La debolezza diviene il segno della salvezza. Come dice Gesù in una locuzione di Paolo: «La forza si perfeziona nella debolezza», la forza divina nella fragilità umana. L’annuncio «il Crocifisso è il Risorto» diviene ora il riconoscimento della presenza divina nella fragilità umana della Chiesa. E, testimonianza della situazione degli uomini chiamati a essere gli annunciatori del Risorto, giunge l’episodio di Tommaso. Egli non è presente alla venuta del Risorto e non vuole credervi. Ciò indica abbastanza le qualità umane degli uomini che Gesù, conoscendoli, aveva costituito apostoli. I dodici rimangono impari a Gesù, la vicinanza con lui non ha prodotto in loro la comprensione anche umana del Cristo.

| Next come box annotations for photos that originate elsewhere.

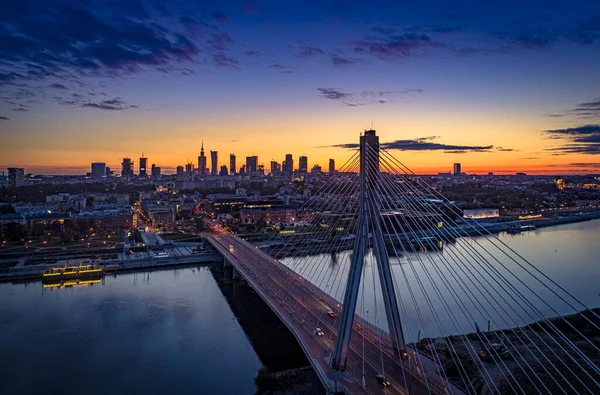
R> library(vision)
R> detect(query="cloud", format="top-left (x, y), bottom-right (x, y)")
top-left (329, 136), bottom-right (494, 154)
top-left (213, 53), bottom-right (238, 67)
top-left (544, 125), bottom-right (600, 155)
top-left (317, 88), bottom-right (424, 107)
top-left (81, 98), bottom-right (138, 111)
top-left (548, 98), bottom-right (600, 119)
top-left (54, 93), bottom-right (138, 111)
top-left (297, 41), bottom-right (324, 59)
top-left (352, 29), bottom-right (447, 60)
top-left (317, 88), bottom-right (351, 100)
top-left (569, 162), bottom-right (600, 168)
top-left (496, 147), bottom-right (519, 152)
top-left (499, 28), bottom-right (560, 49)
top-left (0, 0), bottom-right (235, 106)
top-left (330, 54), bottom-right (363, 67)
top-left (269, 63), bottom-right (292, 73)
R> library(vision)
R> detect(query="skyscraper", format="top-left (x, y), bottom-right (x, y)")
top-left (121, 158), bottom-right (133, 178)
top-left (229, 154), bottom-right (235, 176)
top-left (281, 154), bottom-right (294, 177)
top-left (140, 152), bottom-right (148, 177)
top-left (91, 162), bottom-right (106, 178)
top-left (150, 163), bottom-right (161, 179)
top-left (210, 151), bottom-right (219, 176)
top-left (298, 156), bottom-right (308, 173)
top-left (198, 140), bottom-right (206, 176)
top-left (271, 160), bottom-right (281, 176)
top-left (454, 163), bottom-right (462, 176)
top-left (8, 167), bottom-right (25, 188)
top-left (246, 156), bottom-right (258, 176)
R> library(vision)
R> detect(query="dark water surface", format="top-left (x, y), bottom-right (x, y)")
top-left (0, 267), bottom-right (262, 395)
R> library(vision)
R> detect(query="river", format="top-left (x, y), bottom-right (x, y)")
top-left (0, 220), bottom-right (600, 395)
top-left (284, 220), bottom-right (600, 341)
top-left (0, 267), bottom-right (262, 395)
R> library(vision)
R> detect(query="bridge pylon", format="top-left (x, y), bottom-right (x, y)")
top-left (331, 130), bottom-right (407, 371)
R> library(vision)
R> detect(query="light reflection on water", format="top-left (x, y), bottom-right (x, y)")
top-left (0, 268), bottom-right (261, 395)
top-left (284, 220), bottom-right (600, 341)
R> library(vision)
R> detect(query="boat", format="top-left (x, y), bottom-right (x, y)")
top-left (506, 225), bottom-right (535, 235)
top-left (42, 264), bottom-right (104, 283)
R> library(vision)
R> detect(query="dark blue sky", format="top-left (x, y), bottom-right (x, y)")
top-left (0, 0), bottom-right (600, 172)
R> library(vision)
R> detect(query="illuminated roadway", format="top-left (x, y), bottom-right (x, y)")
top-left (204, 231), bottom-right (463, 394)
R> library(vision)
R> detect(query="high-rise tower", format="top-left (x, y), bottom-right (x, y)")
top-left (140, 152), bottom-right (148, 177)
top-left (198, 141), bottom-right (206, 176)
top-left (229, 154), bottom-right (236, 176)
top-left (210, 151), bottom-right (219, 176)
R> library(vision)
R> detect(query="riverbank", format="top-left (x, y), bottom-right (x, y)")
top-left (416, 308), bottom-right (600, 394)
top-left (0, 252), bottom-right (223, 282)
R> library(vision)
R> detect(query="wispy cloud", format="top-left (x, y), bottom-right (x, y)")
top-left (544, 125), bottom-right (600, 156)
top-left (317, 88), bottom-right (424, 107)
top-left (297, 41), bottom-right (324, 59)
top-left (328, 136), bottom-right (504, 154)
top-left (548, 98), bottom-right (600, 119)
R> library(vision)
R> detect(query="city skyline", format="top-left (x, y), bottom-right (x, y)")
top-left (0, 0), bottom-right (600, 174)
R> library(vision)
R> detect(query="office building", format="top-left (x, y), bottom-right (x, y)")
top-left (454, 163), bottom-right (462, 176)
top-left (298, 156), bottom-right (308, 173)
top-left (140, 153), bottom-right (148, 177)
top-left (210, 151), bottom-right (219, 176)
top-left (185, 163), bottom-right (194, 176)
top-left (91, 162), bottom-right (106, 178)
top-left (198, 141), bottom-right (206, 176)
top-left (150, 164), bottom-right (160, 178)
top-left (229, 154), bottom-right (235, 176)
top-left (271, 160), bottom-right (281, 176)
top-left (8, 167), bottom-right (25, 188)
top-left (281, 154), bottom-right (294, 177)
top-left (246, 156), bottom-right (258, 176)
top-left (121, 158), bottom-right (133, 178)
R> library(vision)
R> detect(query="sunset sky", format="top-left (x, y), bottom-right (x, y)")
top-left (0, 0), bottom-right (600, 174)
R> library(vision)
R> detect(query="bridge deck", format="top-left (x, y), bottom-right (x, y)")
top-left (206, 232), bottom-right (462, 394)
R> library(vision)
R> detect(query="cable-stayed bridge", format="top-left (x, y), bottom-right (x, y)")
top-left (208, 130), bottom-right (600, 394)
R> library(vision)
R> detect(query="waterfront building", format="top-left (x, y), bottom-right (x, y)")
top-left (8, 167), bottom-right (25, 188)
top-left (91, 162), bottom-right (106, 178)
top-left (210, 151), bottom-right (219, 176)
top-left (121, 158), bottom-right (133, 178)
top-left (198, 141), bottom-right (206, 176)
top-left (229, 154), bottom-right (236, 176)
top-left (140, 153), bottom-right (148, 177)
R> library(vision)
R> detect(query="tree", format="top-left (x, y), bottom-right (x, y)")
top-left (0, 204), bottom-right (16, 214)
top-left (4, 222), bottom-right (27, 241)
top-left (254, 366), bottom-right (277, 394)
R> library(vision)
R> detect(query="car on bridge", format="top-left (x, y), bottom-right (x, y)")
top-left (376, 374), bottom-right (390, 387)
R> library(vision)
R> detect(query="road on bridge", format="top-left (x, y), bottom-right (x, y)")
top-left (205, 231), bottom-right (454, 394)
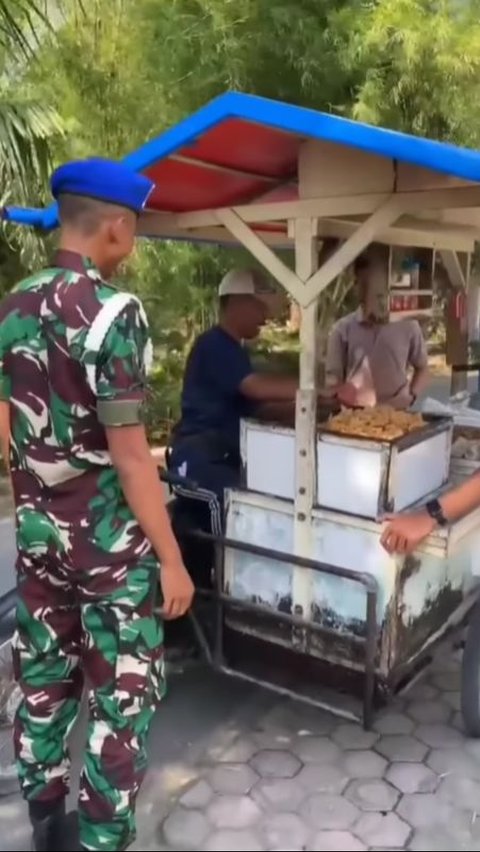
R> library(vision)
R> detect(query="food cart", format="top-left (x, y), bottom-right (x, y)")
top-left (5, 93), bottom-right (480, 734)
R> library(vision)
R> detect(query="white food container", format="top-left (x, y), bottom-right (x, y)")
top-left (240, 415), bottom-right (452, 519)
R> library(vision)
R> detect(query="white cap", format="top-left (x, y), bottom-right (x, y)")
top-left (218, 269), bottom-right (269, 298)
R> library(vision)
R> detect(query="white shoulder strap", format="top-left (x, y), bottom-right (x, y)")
top-left (85, 293), bottom-right (153, 395)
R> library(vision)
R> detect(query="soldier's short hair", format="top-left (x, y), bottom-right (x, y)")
top-left (58, 193), bottom-right (129, 237)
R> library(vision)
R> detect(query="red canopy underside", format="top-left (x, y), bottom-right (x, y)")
top-left (146, 119), bottom-right (302, 213)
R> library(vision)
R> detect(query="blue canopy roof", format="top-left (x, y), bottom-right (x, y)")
top-left (4, 92), bottom-right (480, 229)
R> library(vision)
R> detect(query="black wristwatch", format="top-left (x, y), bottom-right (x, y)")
top-left (425, 499), bottom-right (448, 527)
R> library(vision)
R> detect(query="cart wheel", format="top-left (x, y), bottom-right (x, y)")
top-left (461, 602), bottom-right (480, 738)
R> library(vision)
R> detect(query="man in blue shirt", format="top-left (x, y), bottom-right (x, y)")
top-left (169, 269), bottom-right (342, 504)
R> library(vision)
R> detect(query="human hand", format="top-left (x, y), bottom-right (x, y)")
top-left (160, 558), bottom-right (195, 621)
top-left (334, 382), bottom-right (360, 408)
top-left (380, 512), bottom-right (435, 554)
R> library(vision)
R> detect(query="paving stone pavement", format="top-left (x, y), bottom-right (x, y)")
top-left (4, 653), bottom-right (480, 852)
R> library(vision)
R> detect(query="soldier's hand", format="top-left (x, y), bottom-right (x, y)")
top-left (160, 559), bottom-right (195, 620)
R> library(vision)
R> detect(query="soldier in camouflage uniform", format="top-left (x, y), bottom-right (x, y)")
top-left (0, 161), bottom-right (193, 850)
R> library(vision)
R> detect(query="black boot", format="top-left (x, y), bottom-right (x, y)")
top-left (30, 802), bottom-right (80, 852)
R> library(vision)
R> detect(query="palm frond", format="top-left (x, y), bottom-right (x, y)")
top-left (0, 94), bottom-right (64, 203)
top-left (0, 0), bottom-right (49, 55)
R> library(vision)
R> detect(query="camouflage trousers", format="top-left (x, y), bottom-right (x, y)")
top-left (14, 554), bottom-right (164, 850)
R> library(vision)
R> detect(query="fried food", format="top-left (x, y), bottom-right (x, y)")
top-left (325, 405), bottom-right (425, 441)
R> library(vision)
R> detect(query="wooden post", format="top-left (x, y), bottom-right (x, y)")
top-left (440, 246), bottom-right (470, 396)
top-left (293, 219), bottom-right (318, 648)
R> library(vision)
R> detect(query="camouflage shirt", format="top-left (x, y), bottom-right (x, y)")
top-left (0, 251), bottom-right (151, 569)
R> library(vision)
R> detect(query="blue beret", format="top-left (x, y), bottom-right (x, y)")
top-left (50, 157), bottom-right (154, 213)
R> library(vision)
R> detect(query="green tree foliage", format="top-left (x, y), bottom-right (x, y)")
top-left (5, 0), bottom-right (480, 432)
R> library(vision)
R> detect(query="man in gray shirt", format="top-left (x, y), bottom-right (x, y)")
top-left (326, 257), bottom-right (429, 409)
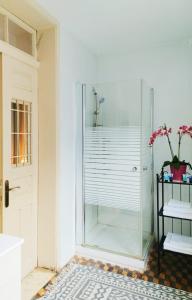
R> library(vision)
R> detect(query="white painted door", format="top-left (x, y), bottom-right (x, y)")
top-left (1, 54), bottom-right (38, 277)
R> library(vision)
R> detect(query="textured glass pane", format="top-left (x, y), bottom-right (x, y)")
top-left (11, 134), bottom-right (17, 157)
top-left (11, 110), bottom-right (17, 133)
top-left (8, 20), bottom-right (32, 55)
top-left (18, 103), bottom-right (25, 111)
top-left (11, 102), bottom-right (17, 110)
top-left (11, 100), bottom-right (31, 166)
top-left (0, 14), bottom-right (5, 41)
top-left (19, 134), bottom-right (25, 156)
top-left (19, 111), bottom-right (25, 133)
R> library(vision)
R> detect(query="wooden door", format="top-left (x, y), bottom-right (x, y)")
top-left (1, 54), bottom-right (38, 277)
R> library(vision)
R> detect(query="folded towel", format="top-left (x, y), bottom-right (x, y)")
top-left (167, 199), bottom-right (192, 208)
top-left (163, 209), bottom-right (192, 220)
top-left (164, 232), bottom-right (192, 254)
top-left (163, 204), bottom-right (192, 214)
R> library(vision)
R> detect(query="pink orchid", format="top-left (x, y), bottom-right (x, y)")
top-left (149, 125), bottom-right (192, 159)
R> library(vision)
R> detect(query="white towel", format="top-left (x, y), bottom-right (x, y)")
top-left (163, 209), bottom-right (192, 220)
top-left (167, 199), bottom-right (192, 208)
top-left (164, 232), bottom-right (192, 254)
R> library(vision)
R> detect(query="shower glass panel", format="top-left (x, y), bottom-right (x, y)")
top-left (77, 80), bottom-right (152, 258)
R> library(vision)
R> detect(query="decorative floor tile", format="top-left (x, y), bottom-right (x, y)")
top-left (35, 247), bottom-right (192, 299)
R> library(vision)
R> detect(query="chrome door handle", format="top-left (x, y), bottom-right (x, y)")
top-left (5, 180), bottom-right (21, 207)
top-left (132, 167), bottom-right (137, 172)
top-left (9, 186), bottom-right (21, 192)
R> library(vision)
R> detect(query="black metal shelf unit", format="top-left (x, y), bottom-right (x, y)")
top-left (156, 169), bottom-right (192, 272)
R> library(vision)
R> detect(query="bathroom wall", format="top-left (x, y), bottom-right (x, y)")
top-left (98, 41), bottom-right (192, 234)
top-left (57, 28), bottom-right (96, 266)
top-left (36, 0), bottom-right (96, 268)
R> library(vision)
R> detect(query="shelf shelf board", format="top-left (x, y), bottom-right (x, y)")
top-left (159, 206), bottom-right (192, 221)
top-left (159, 179), bottom-right (192, 186)
top-left (162, 232), bottom-right (192, 255)
top-left (159, 235), bottom-right (191, 255)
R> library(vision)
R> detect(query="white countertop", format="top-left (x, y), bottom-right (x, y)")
top-left (0, 234), bottom-right (24, 257)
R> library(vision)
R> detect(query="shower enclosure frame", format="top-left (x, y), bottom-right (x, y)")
top-left (76, 80), bottom-right (154, 269)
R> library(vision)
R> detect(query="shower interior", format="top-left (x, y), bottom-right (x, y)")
top-left (76, 80), bottom-right (153, 259)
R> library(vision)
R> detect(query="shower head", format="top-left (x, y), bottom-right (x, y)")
top-left (92, 87), bottom-right (97, 96)
top-left (99, 97), bottom-right (105, 104)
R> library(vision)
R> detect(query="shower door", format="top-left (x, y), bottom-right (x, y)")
top-left (76, 80), bottom-right (153, 258)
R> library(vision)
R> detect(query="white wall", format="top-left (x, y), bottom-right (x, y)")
top-left (98, 43), bottom-right (192, 171)
top-left (38, 28), bottom-right (56, 268)
top-left (98, 42), bottom-right (192, 234)
top-left (57, 28), bottom-right (96, 266)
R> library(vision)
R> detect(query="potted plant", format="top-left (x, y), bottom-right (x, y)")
top-left (149, 124), bottom-right (192, 181)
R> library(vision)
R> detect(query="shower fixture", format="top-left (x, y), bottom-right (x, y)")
top-left (92, 87), bottom-right (105, 127)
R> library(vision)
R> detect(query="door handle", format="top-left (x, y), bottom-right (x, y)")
top-left (131, 167), bottom-right (137, 172)
top-left (5, 180), bottom-right (21, 207)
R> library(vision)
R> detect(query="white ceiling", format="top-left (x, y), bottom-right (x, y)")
top-left (7, 0), bottom-right (192, 55)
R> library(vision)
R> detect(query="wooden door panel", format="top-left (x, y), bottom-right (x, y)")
top-left (2, 55), bottom-right (38, 277)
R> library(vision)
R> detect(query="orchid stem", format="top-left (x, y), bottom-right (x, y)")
top-left (167, 135), bottom-right (174, 159)
top-left (164, 124), bottom-right (174, 159)
top-left (178, 133), bottom-right (182, 160)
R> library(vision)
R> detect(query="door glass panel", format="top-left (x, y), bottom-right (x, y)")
top-left (0, 14), bottom-right (5, 41)
top-left (11, 100), bottom-right (31, 167)
top-left (8, 20), bottom-right (33, 55)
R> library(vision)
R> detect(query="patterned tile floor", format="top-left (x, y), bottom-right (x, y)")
top-left (34, 247), bottom-right (192, 299)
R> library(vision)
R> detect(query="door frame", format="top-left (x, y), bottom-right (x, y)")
top-left (0, 1), bottom-right (60, 270)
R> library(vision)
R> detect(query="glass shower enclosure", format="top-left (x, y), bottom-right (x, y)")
top-left (76, 80), bottom-right (153, 259)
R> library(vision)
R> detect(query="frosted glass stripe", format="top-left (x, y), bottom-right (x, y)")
top-left (84, 127), bottom-right (141, 211)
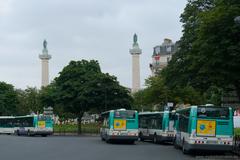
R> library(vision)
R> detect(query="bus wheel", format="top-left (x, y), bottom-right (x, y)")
top-left (105, 138), bottom-right (112, 143)
top-left (101, 135), bottom-right (105, 141)
top-left (182, 139), bottom-right (188, 154)
top-left (17, 130), bottom-right (20, 136)
top-left (153, 134), bottom-right (158, 144)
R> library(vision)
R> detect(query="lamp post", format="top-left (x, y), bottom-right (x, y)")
top-left (97, 83), bottom-right (107, 111)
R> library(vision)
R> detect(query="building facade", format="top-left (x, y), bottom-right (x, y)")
top-left (129, 34), bottom-right (142, 93)
top-left (149, 38), bottom-right (177, 76)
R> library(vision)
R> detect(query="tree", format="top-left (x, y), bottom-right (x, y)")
top-left (0, 82), bottom-right (18, 116)
top-left (161, 0), bottom-right (240, 102)
top-left (55, 60), bottom-right (132, 133)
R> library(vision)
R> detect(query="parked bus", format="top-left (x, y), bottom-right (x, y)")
top-left (174, 105), bottom-right (233, 153)
top-left (139, 111), bottom-right (175, 143)
top-left (100, 109), bottom-right (138, 143)
top-left (14, 114), bottom-right (53, 136)
top-left (0, 116), bottom-right (14, 134)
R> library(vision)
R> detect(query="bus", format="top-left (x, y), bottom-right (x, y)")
top-left (174, 105), bottom-right (233, 154)
top-left (139, 111), bottom-right (175, 143)
top-left (0, 116), bottom-right (14, 134)
top-left (14, 114), bottom-right (53, 136)
top-left (100, 109), bottom-right (138, 143)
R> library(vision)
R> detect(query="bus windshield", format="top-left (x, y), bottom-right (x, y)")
top-left (197, 106), bottom-right (229, 119)
top-left (114, 111), bottom-right (135, 119)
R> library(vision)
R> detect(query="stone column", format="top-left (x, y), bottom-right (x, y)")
top-left (39, 40), bottom-right (51, 87)
top-left (129, 34), bottom-right (142, 93)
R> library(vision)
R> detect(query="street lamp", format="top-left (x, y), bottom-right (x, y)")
top-left (97, 83), bottom-right (107, 111)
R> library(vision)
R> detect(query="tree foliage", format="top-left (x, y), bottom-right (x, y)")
top-left (51, 60), bottom-right (132, 132)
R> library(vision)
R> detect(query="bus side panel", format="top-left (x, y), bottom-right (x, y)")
top-left (216, 108), bottom-right (233, 136)
top-left (109, 112), bottom-right (114, 129)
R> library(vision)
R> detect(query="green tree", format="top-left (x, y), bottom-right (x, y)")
top-left (161, 0), bottom-right (240, 101)
top-left (0, 82), bottom-right (18, 116)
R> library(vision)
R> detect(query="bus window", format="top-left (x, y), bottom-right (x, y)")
top-left (114, 111), bottom-right (135, 119)
top-left (197, 107), bottom-right (229, 119)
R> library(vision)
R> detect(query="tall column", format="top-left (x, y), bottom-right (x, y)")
top-left (39, 40), bottom-right (52, 87)
top-left (129, 34), bottom-right (142, 93)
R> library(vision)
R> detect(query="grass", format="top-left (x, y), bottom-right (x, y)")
top-left (53, 123), bottom-right (99, 134)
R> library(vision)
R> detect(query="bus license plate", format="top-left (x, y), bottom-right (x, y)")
top-left (121, 132), bottom-right (127, 136)
top-left (207, 141), bottom-right (217, 144)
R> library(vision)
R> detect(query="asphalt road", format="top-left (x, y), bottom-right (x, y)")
top-left (0, 135), bottom-right (238, 160)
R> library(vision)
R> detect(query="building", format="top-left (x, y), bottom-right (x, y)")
top-left (39, 40), bottom-right (52, 87)
top-left (150, 38), bottom-right (177, 76)
top-left (129, 34), bottom-right (142, 93)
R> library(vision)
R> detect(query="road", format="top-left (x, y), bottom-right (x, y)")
top-left (0, 135), bottom-right (238, 160)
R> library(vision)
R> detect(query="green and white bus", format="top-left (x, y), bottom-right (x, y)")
top-left (174, 105), bottom-right (233, 153)
top-left (0, 116), bottom-right (14, 134)
top-left (139, 111), bottom-right (175, 143)
top-left (14, 114), bottom-right (53, 136)
top-left (100, 109), bottom-right (138, 143)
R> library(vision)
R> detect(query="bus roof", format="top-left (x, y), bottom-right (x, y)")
top-left (139, 111), bottom-right (164, 115)
top-left (101, 108), bottom-right (137, 115)
top-left (0, 116), bottom-right (14, 119)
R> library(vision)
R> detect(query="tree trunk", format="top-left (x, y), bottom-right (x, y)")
top-left (77, 113), bottom-right (83, 135)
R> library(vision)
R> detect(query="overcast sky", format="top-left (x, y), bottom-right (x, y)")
top-left (0, 0), bottom-right (187, 89)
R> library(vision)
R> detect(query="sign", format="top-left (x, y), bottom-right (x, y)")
top-left (38, 121), bottom-right (46, 128)
top-left (197, 120), bottom-right (216, 136)
top-left (43, 107), bottom-right (53, 115)
top-left (114, 119), bottom-right (126, 130)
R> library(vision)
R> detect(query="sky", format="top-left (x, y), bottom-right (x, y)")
top-left (0, 0), bottom-right (187, 89)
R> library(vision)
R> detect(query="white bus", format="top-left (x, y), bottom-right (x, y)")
top-left (0, 116), bottom-right (14, 134)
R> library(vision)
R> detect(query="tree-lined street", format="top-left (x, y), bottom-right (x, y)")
top-left (0, 135), bottom-right (237, 160)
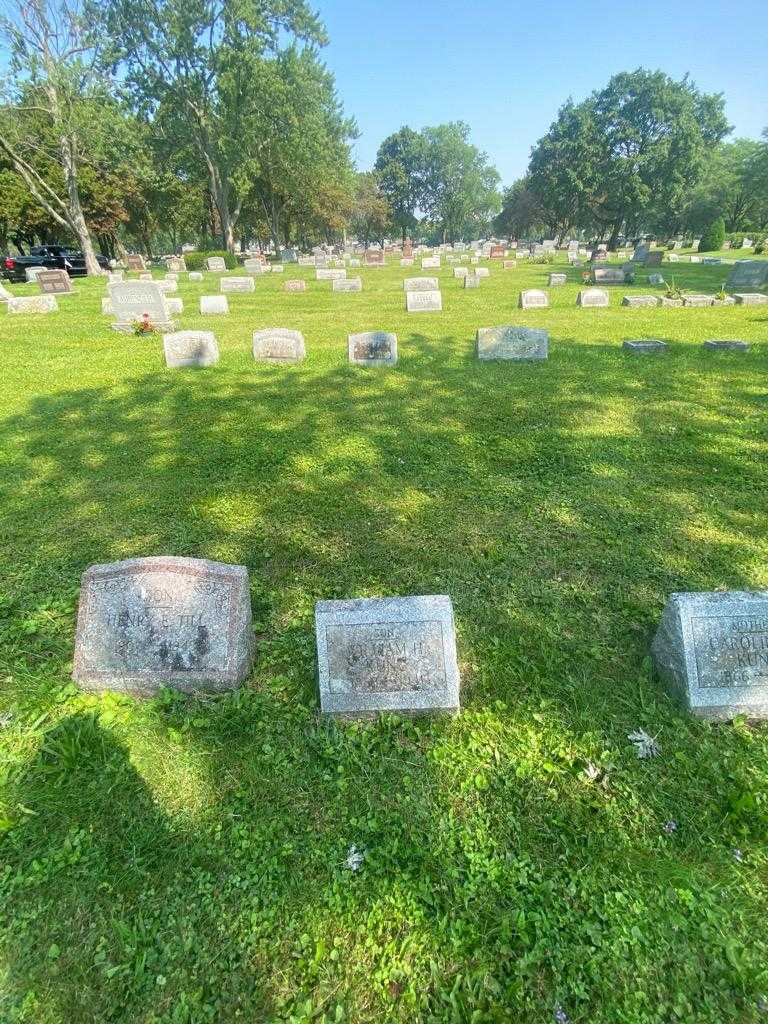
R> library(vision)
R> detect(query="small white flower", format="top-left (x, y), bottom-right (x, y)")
top-left (344, 844), bottom-right (366, 871)
top-left (627, 729), bottom-right (660, 761)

Le più fedeli a Gesù sono state le donne, che sono andate al sepolcro quando esse credevano che contenesse il Crocifisso. Il loro amore aveva supplito in loro la fede. Le donne sono viste come portatrici di una condizione umana, in cui l’amore vale come fede. Tommaso non è come quelle donne. E Gesù, che lo vuole tra i dodici, fondamento della sua Chiesa, compare per lui e gli presenta ancora le sue piaghe, invitandolo a toccarle. Tommaso, allora, ci dà la più solenne rivelazione del mistero di Cristo che sia contenuta nei Vangeli: chiama Gesù «mio Signore e mio Dio». In nessun luogo del Nuovo Testamento la divinità di Gesù è affermata con tanta nettezza. Abbiamo raccontato il Vangelo di questa domenica, non commentato: esso consiste tutto nel suo annuncio e nella fede che vuole produrre.